Creating the indices for the vcfs:

gatk IndexFeatureFile --input variants/1000g_gold_standard.indels.filtered.vcf
gatk IndexFeatureFile --input variants/GCF.38.filtered.renamed.vcf

Chromosome names

Unlike IGV, gatk requires equal chromosome names for all its input files and indexes, e.g. in .fasta, .bam and .vcf files. In general, for the human genome there are three types of chromosome names:

Just a number, e.g. 20
Prefixed by chr. e.g. chr20
Refseq name, e.g. NC_000020.11

Before you start the alignment, it’s wise to check out what chromosome naming your input files are using, because changing chromosome names in a .fasta file is easier than in a .bam file.

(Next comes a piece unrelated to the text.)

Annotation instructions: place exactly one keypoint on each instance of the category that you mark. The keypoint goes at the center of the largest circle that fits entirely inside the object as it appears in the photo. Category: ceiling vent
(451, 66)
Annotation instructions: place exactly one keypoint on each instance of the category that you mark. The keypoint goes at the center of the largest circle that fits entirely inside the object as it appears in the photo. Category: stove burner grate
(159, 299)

If your fasta titles are e.g. starting with a number you can add chr to it with sed:

sed s/^>/>chr/g <reference.fasta>

You can change chromsome names in a vcf with bcftools annotate:

bcftools annotate --rename-chrs <tab-delimited-renaming> <input.vcf>

2. Base Quality Score Recalibration (BQSR)

BQSR evaluates the base qualities on systematic error. It can ignore sites with known variants. BQSR helps to identify faulty base calls, and therefore reduces the chance on discovering false positive variant positions.

BQSR is done in two steps:

Recalibration with gatk BaseRecalibrator
By using the output of gatk BaseRecalibrator, the application to the bam file with gatk ApplyBQSR

Exercise: Check out the documentation of the tools. Which options are required?

Answer

For gatk BaseRecalibrator:

--reference
--input
--known-sites
--output

For gatk ApplyBQSR:

--bqsr-recal-file
--input
--output

Exercise: Run the two commands with the required options on mother.rg.md.bam, with --known-sites variants/1000g_gold_standard.indels.filtered.vcf and variants/GCF.38.filtered.renamed.vcf.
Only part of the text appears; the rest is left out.